Chemotherapy and radiotherapy, which have been adopted as basic
postoperative treatment strategies in NSCLC, reduce the local
recurrence rate in patients and extend their survival time to a
certain extent, however, the effect is limited (6,7). For
NSCLC patients, an effective immune system is significant for the
suppression of tumor recurrence and metastasis.
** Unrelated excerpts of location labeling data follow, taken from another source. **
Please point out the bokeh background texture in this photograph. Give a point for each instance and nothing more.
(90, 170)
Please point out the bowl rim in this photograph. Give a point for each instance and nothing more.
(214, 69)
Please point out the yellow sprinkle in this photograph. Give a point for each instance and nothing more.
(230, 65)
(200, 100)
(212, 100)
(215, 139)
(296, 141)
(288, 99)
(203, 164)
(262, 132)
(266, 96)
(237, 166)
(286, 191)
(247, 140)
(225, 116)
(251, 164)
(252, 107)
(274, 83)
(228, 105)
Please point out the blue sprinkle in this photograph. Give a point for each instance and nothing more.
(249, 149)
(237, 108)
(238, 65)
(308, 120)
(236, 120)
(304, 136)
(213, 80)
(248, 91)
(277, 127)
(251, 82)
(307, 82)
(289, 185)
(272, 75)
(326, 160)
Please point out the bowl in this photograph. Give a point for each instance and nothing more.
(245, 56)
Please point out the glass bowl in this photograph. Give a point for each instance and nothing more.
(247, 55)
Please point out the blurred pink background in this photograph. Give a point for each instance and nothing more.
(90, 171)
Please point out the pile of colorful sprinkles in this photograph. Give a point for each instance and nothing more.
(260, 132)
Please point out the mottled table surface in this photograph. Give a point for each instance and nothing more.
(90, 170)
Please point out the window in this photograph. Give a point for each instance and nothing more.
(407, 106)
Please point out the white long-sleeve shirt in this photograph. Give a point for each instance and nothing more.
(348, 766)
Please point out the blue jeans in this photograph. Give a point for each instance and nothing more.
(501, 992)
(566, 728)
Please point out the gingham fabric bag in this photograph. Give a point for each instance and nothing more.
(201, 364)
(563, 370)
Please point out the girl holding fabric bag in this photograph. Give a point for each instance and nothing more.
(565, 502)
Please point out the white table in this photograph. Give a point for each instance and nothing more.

As a result of
this, dendritic cell-cytokine induced killer (DC-CIK) cell-based
immunotherapy has been widely used in numerous tumor treatments and
has significantly prolonged patient survival time and improved
immune function (8–10). However, the effect of DC-CIK cell
immunotherapy on NSCLC, particularly stage III NSCLC, has not been
reported. Post-surgery NSCLC patients received GP chemotherapy and
DC-CIK cell immunotherapy in the present study.
Patients and methods
General information
Patients with stage III NSCLC (n=157) received
complete resection surgery between June 2010 and June 2013. The
inclusion criteria for the present study were as follows: i)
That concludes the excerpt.